The Serendipity Computer

See "Falkayn's Interview With The Serendipity Computer," here.

I said that certain processes:

electrons;
quanta;
charges;
absence of charges;
distorted molecules;
fields -

- are not conscious. Two questions that come up are:

(i) How do you know that they are not conscious?
(ii) What is conscious?

(i) We do not have to prove a negative. Anyone asserting a positive proposition has to state reasons for it. I confidently assert that an inanimate object is not conscious first because there is no reason to suppose that it is and secondly because every property of the object can be adequately described without ascribing consciousness to it. In practice, we assume that a chair is not conscious - until we start discussing philosophy. We can make up a story about a clockwork toy soldier obeying the order to march to war but we know that that story is a fiction because every movement of the toy can be fully explained without any reference to consciousness within the toy itself. Every statement that we make can be revised in the light of further evidence. Thus, if a chair begins to complain when it is kicked, then I will start to revise my opinion that it is not conscious.

(ii) Interacting neurons somehow generate consciousness. Thus, if artificial neurons exactly duplicate the functions of organic neurons, then they too will be conscious. The computing process is long lists of 0's and 1's, offs and ons, not an artificial neural network.

2 comments:

paulshackley2017@gmail.com said...

Kaor, Paul!

Of course I agree with your argument for believing why chairs and computers are not conscious, self aware, thinking entities. It's simply fun for writers like Poul Anderson to speculate about ways and situations in which self aware AIs MIGHT come to exist. I myself have an old but more than satisfactory table top chess computer which REGULARLY beats me at chess. I know it's not factually true to think like this--but I sometimes think of my chess computer as thinking and dreaming a la the Serendipity computer as I wait for it to respond to one of my moves.

Sean

S.M. Stirling said...

One of the rules for SF writers dealing with future tech is "don't try to be specific". You're less likely to be flatfooted that way.

Poul got better at that as his career went along. Some of his earlier stories mention tubes in use in futuristic machinery. Later, he just specifies what the devices -do-, and uses fairly vague terms for -how- they do it.

You can see him improve in the two versions of the story "Tiger by the Tail". In the original version, the interior communications of the Scothian spaceship actually use horn-signals. In the second, Flandry notes this is pure anachronistic swank and swagger; anyone who can build a FTL spaceship will have intercoms.

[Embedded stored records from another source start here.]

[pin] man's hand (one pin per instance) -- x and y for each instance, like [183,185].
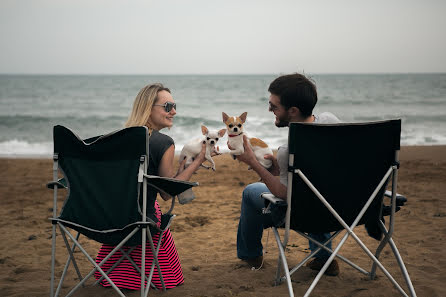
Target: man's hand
[248,156]
[202,155]
[274,169]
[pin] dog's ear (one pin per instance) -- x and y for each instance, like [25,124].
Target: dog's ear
[243,116]
[225,117]
[204,130]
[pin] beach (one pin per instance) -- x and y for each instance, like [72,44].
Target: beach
[205,236]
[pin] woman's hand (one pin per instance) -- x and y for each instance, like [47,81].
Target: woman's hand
[274,169]
[201,157]
[181,167]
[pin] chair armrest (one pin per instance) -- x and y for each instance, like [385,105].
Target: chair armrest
[400,199]
[61,183]
[270,197]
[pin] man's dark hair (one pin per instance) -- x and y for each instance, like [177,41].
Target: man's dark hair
[295,90]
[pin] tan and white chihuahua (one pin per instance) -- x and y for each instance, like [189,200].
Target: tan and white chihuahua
[193,148]
[235,139]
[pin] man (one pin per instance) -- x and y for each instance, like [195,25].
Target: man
[292,99]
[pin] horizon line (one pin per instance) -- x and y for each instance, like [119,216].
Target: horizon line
[215,74]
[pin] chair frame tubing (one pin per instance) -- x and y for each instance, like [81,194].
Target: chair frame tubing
[392,171]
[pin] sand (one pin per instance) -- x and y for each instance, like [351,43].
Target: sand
[205,235]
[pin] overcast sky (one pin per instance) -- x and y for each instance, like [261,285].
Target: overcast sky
[228,37]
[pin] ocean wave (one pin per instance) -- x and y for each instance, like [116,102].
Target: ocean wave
[16,147]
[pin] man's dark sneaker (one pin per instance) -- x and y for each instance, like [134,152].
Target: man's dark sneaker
[317,264]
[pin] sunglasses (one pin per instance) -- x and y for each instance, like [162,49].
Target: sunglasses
[167,106]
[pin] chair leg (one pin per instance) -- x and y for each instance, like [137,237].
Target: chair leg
[388,239]
[53,259]
[94,264]
[73,247]
[155,261]
[124,254]
[284,262]
[143,262]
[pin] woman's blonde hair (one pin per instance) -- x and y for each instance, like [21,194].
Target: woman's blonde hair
[142,106]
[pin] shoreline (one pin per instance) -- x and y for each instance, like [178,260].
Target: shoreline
[205,232]
[177,153]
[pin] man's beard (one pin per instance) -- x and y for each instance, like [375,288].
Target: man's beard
[281,123]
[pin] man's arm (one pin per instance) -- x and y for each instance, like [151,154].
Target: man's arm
[272,182]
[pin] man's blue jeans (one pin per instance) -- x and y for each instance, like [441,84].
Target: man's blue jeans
[252,221]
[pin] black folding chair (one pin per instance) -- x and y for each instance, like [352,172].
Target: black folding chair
[337,179]
[107,182]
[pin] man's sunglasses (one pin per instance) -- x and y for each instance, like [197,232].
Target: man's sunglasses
[167,106]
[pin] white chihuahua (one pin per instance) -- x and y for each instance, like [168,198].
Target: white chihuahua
[235,140]
[193,148]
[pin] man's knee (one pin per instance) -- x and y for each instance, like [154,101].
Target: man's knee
[251,193]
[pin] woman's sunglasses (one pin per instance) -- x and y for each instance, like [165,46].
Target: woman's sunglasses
[167,106]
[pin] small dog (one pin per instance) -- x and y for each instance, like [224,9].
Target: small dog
[235,140]
[193,148]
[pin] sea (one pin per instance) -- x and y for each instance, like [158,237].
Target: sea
[90,105]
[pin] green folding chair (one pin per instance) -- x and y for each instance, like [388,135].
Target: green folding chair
[107,182]
[337,179]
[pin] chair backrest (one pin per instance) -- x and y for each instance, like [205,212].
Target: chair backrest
[345,162]
[102,177]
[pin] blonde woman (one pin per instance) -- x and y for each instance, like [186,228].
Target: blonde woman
[154,108]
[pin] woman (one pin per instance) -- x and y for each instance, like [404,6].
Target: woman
[154,108]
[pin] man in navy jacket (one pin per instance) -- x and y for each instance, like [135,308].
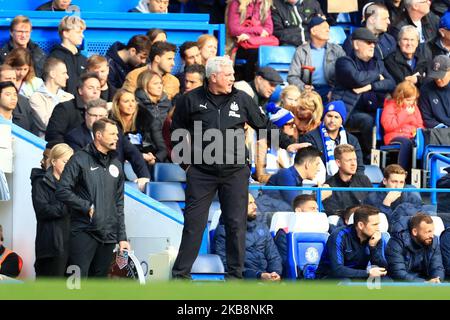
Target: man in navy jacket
[413,252]
[350,248]
[435,95]
[82,135]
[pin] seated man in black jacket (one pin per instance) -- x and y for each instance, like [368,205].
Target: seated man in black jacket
[413,253]
[10,262]
[290,20]
[350,249]
[330,134]
[362,82]
[81,136]
[70,114]
[346,177]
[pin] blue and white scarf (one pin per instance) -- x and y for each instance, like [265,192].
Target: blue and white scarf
[329,146]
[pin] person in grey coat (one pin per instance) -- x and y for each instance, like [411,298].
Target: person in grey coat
[318,53]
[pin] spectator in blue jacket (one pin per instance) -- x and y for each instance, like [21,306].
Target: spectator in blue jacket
[262,260]
[362,83]
[377,20]
[386,202]
[306,166]
[445,251]
[350,248]
[413,254]
[435,95]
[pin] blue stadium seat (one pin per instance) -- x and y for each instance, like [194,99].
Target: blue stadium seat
[374,174]
[437,165]
[278,58]
[337,35]
[208,267]
[168,172]
[379,134]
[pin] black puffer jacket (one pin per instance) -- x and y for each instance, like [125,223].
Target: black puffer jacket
[92,178]
[37,54]
[53,219]
[75,63]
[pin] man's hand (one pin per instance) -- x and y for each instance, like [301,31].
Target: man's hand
[124,245]
[373,241]
[242,37]
[366,88]
[377,272]
[141,183]
[434,280]
[293,148]
[391,197]
[264,33]
[270,276]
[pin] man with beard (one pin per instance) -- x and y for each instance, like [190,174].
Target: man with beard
[262,260]
[350,249]
[413,254]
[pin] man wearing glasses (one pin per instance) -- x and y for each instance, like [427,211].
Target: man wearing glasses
[20,31]
[418,14]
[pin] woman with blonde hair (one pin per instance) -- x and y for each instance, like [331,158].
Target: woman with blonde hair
[150,95]
[139,126]
[400,119]
[247,19]
[207,44]
[307,108]
[53,218]
[21,60]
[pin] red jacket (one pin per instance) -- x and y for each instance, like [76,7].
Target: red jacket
[398,123]
[234,26]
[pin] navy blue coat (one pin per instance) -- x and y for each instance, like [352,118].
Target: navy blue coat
[433,104]
[315,139]
[80,137]
[410,261]
[445,251]
[261,254]
[346,257]
[376,199]
[278,200]
[385,46]
[352,73]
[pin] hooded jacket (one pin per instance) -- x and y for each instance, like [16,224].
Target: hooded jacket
[53,219]
[409,260]
[261,253]
[75,63]
[118,69]
[228,112]
[93,179]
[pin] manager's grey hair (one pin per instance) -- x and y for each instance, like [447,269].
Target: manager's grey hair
[215,65]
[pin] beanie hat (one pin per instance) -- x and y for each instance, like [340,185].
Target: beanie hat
[338,106]
[279,116]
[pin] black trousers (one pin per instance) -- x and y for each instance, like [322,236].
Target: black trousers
[233,197]
[51,267]
[93,257]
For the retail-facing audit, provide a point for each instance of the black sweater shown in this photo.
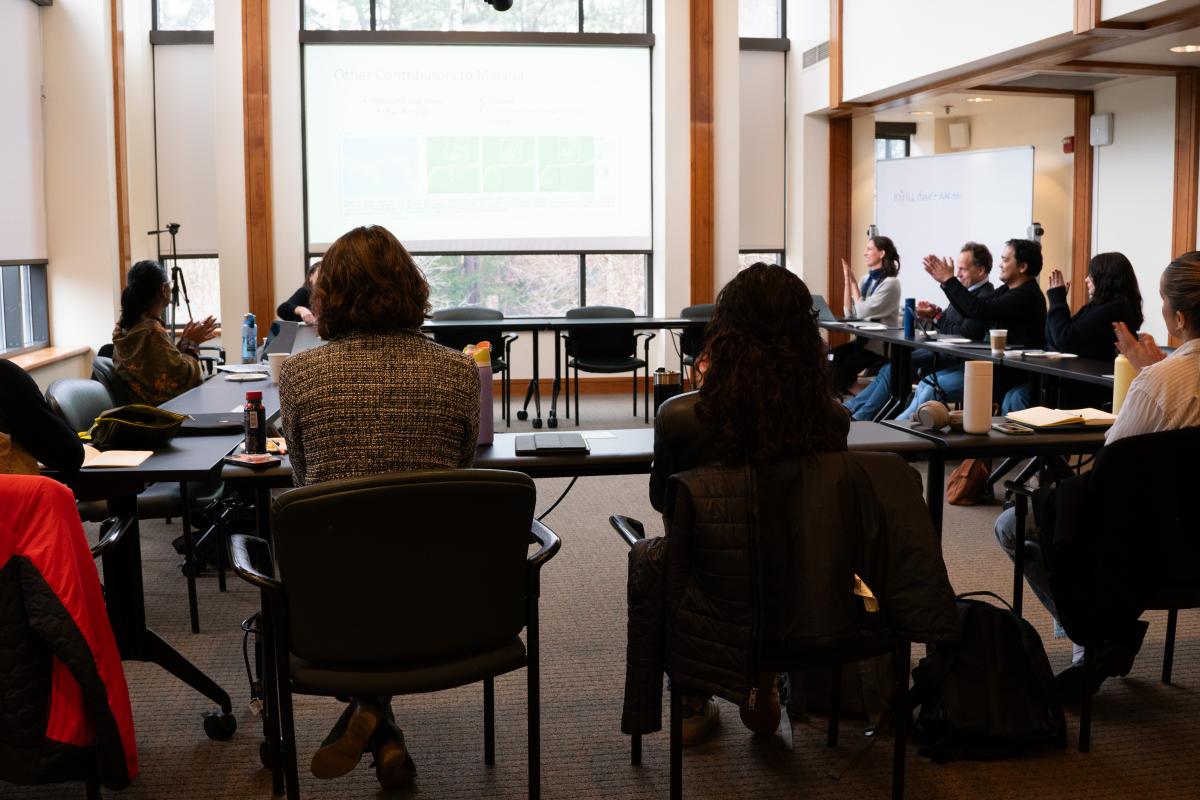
(1089, 334)
(287, 310)
(29, 420)
(1021, 311)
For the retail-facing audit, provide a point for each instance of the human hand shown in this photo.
(940, 269)
(199, 331)
(1141, 352)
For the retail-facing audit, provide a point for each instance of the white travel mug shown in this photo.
(977, 396)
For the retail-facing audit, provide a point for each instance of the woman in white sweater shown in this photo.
(877, 298)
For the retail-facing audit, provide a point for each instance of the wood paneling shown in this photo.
(257, 119)
(703, 200)
(119, 139)
(840, 134)
(1081, 203)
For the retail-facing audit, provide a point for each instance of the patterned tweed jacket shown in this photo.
(373, 403)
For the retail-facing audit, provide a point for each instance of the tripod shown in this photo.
(177, 277)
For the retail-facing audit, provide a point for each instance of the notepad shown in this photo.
(544, 444)
(1039, 416)
(114, 457)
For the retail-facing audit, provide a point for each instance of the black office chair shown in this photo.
(691, 338)
(1116, 541)
(79, 402)
(459, 340)
(605, 352)
(444, 552)
(733, 528)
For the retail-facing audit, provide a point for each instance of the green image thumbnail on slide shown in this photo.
(565, 163)
(453, 164)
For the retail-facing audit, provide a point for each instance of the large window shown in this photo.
(24, 317)
(513, 158)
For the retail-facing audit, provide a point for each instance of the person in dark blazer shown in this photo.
(298, 308)
(1113, 296)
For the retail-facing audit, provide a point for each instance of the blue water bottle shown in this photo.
(249, 340)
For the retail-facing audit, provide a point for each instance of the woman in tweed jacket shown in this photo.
(378, 397)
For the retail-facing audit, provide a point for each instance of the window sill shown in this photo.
(45, 356)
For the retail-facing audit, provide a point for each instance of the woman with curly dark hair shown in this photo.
(765, 397)
(378, 397)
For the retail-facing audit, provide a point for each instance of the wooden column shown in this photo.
(702, 158)
(257, 119)
(119, 140)
(1081, 203)
(1187, 167)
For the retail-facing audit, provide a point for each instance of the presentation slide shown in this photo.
(935, 204)
(480, 148)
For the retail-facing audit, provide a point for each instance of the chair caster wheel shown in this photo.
(219, 726)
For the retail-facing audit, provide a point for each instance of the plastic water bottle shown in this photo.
(249, 340)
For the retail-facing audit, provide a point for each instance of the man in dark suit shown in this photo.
(972, 269)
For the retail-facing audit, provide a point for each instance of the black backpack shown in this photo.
(991, 692)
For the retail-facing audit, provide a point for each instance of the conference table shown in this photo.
(1089, 371)
(492, 329)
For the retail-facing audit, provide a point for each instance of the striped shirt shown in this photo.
(1164, 396)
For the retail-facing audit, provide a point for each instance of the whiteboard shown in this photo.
(934, 204)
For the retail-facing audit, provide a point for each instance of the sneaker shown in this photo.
(394, 765)
(343, 746)
(699, 721)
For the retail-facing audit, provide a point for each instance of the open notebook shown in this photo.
(1039, 416)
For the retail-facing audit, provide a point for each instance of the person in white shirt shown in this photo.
(877, 298)
(1164, 396)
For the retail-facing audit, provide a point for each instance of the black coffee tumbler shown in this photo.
(666, 385)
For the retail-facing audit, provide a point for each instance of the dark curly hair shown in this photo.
(369, 284)
(766, 396)
(1115, 281)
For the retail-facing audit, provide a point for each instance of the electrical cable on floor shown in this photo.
(561, 497)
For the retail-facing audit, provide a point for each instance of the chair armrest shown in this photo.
(244, 565)
(628, 528)
(550, 543)
(1019, 488)
(111, 531)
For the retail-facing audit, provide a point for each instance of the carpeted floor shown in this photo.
(1143, 731)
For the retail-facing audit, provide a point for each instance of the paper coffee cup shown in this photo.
(999, 340)
(274, 361)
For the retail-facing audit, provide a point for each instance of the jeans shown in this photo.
(1035, 571)
(869, 401)
(951, 380)
(1017, 398)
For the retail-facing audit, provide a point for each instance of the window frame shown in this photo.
(510, 38)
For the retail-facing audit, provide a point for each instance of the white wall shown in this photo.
(1134, 181)
(81, 191)
(887, 43)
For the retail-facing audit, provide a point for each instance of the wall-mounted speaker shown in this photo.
(1101, 130)
(960, 136)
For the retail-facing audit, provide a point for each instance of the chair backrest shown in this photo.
(599, 343)
(691, 338)
(459, 340)
(78, 401)
(105, 371)
(406, 566)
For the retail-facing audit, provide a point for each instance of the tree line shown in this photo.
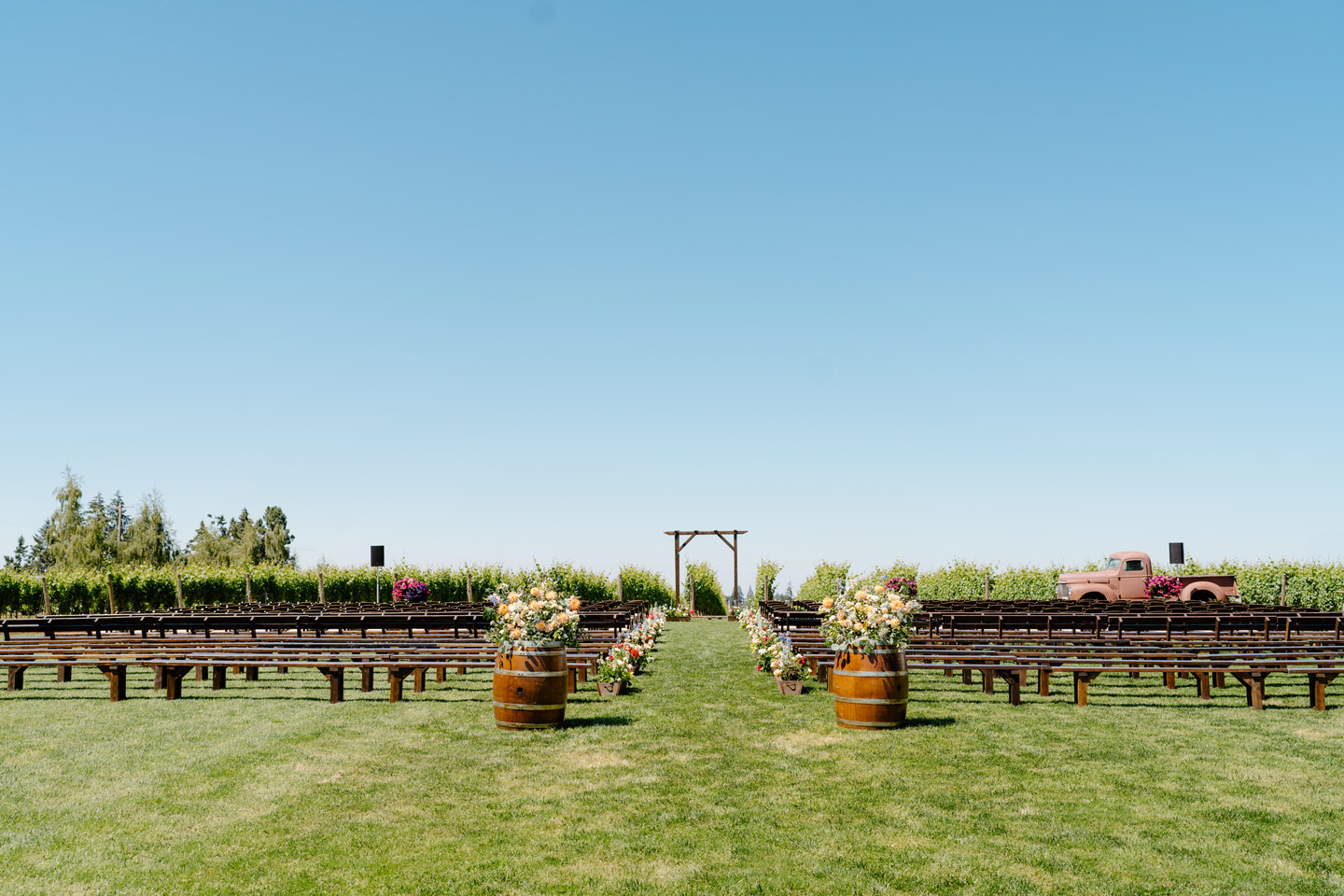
(100, 534)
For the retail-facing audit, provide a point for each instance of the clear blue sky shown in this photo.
(491, 281)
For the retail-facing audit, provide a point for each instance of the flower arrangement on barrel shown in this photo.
(868, 626)
(532, 615)
(616, 670)
(532, 624)
(1163, 587)
(410, 592)
(628, 657)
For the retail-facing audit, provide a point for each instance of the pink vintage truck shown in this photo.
(1124, 575)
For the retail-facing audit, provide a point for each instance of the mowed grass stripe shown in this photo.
(705, 780)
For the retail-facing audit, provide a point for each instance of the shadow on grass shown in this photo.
(940, 721)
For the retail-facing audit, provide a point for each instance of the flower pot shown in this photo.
(531, 685)
(871, 688)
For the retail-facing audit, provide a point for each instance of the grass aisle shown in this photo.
(706, 780)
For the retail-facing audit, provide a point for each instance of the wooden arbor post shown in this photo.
(678, 546)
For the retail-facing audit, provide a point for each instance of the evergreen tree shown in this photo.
(275, 539)
(149, 536)
(19, 559)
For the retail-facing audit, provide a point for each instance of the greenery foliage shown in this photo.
(705, 782)
(824, 581)
(638, 583)
(146, 587)
(708, 593)
(101, 535)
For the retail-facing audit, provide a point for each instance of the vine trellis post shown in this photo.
(678, 546)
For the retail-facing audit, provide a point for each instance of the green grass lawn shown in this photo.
(705, 780)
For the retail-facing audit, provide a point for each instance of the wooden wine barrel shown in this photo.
(531, 685)
(871, 690)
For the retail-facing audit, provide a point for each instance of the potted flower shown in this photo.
(409, 592)
(614, 672)
(532, 624)
(868, 626)
(790, 669)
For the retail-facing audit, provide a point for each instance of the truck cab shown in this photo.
(1124, 577)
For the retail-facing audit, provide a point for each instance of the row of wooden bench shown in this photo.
(320, 623)
(1207, 663)
(174, 657)
(1309, 626)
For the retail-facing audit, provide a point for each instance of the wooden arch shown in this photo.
(678, 546)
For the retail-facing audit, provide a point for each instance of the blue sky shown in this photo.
(504, 280)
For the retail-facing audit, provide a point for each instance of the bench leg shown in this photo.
(1254, 682)
(394, 681)
(1081, 681)
(1014, 678)
(173, 678)
(116, 679)
(336, 678)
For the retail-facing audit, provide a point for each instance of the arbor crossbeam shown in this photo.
(678, 546)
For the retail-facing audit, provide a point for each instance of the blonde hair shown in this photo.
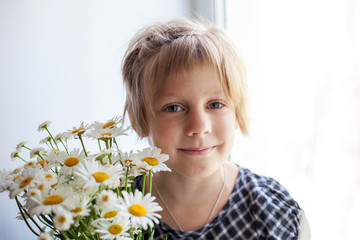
(161, 49)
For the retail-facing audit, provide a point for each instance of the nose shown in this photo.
(198, 123)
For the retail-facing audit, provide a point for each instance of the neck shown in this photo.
(178, 187)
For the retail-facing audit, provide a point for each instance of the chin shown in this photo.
(199, 171)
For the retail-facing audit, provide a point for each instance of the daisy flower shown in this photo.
(63, 220)
(20, 145)
(141, 210)
(48, 178)
(78, 205)
(115, 229)
(37, 152)
(44, 125)
(96, 174)
(26, 180)
(14, 155)
(106, 198)
(62, 136)
(109, 129)
(76, 131)
(153, 159)
(70, 161)
(45, 236)
(45, 140)
(51, 201)
(5, 180)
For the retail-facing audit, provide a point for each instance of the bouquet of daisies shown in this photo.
(70, 193)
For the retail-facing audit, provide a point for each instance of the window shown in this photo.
(304, 80)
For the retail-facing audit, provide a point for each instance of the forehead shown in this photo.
(197, 81)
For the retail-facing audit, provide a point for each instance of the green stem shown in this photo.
(99, 145)
(22, 214)
(26, 147)
(126, 178)
(22, 159)
(144, 180)
(64, 235)
(82, 144)
(50, 226)
(40, 156)
(116, 145)
(150, 181)
(51, 146)
(64, 146)
(52, 137)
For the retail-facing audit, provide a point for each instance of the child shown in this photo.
(186, 93)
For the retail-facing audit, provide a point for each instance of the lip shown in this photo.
(197, 151)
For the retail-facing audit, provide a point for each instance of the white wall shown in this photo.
(60, 61)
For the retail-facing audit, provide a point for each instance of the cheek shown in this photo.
(164, 133)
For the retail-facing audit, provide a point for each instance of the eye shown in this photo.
(173, 108)
(215, 105)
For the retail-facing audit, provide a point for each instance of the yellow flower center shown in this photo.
(17, 177)
(106, 134)
(151, 161)
(100, 176)
(76, 210)
(143, 169)
(77, 130)
(129, 162)
(109, 124)
(42, 163)
(48, 176)
(115, 229)
(110, 214)
(105, 198)
(137, 210)
(71, 161)
(53, 199)
(25, 182)
(62, 219)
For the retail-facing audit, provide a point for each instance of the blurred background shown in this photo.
(61, 61)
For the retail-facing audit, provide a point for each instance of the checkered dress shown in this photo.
(258, 208)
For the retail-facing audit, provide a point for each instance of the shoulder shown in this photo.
(271, 207)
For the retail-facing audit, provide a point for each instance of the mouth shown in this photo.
(197, 151)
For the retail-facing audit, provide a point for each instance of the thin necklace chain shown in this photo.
(212, 211)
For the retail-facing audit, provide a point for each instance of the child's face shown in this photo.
(194, 122)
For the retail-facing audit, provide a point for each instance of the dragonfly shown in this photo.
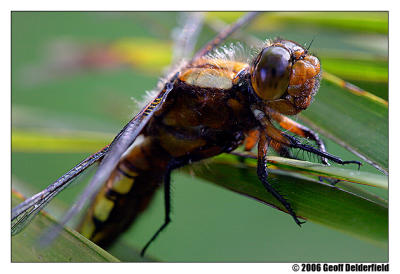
(208, 106)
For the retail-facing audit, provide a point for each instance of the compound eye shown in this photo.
(271, 72)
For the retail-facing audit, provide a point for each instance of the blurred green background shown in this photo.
(68, 79)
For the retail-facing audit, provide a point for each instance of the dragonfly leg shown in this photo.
(262, 172)
(297, 144)
(167, 205)
(299, 130)
(293, 142)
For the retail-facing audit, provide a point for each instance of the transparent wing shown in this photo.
(109, 156)
(185, 35)
(116, 149)
(23, 214)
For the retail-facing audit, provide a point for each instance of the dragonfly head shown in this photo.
(284, 67)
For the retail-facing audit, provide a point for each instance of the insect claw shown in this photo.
(353, 162)
(298, 222)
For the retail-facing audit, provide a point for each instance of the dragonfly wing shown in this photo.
(119, 145)
(22, 214)
(186, 34)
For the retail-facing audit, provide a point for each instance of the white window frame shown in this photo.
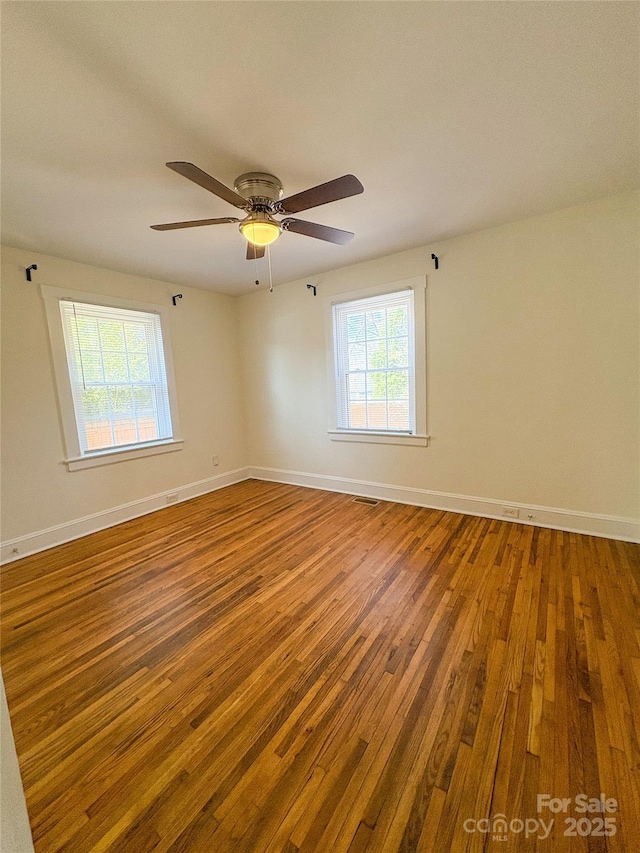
(76, 459)
(419, 437)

That story is also an indication of how well he thought out the social implications of a technological leap without the intervening developments.

Scotha is a barbarian world -- it looks like Iron Age Europe, mostly -- that got the complete interstellar package dumped on them, with a few given technical educations to operate largely automatic machinery, most of it not even on the surface of their planet. The culture that got the package then went on to conquer and unify the planet and expand out-system.

They didn't have an indigenous scientific or industrial revolution, or a renaissance or an Enlightenment; most are still peasants; their overlords are barbarian chiefs obsessed with war, booty and glory, and inter-family and inter-clan rivalries.

The contrast with the enormous technological capacities is very well done.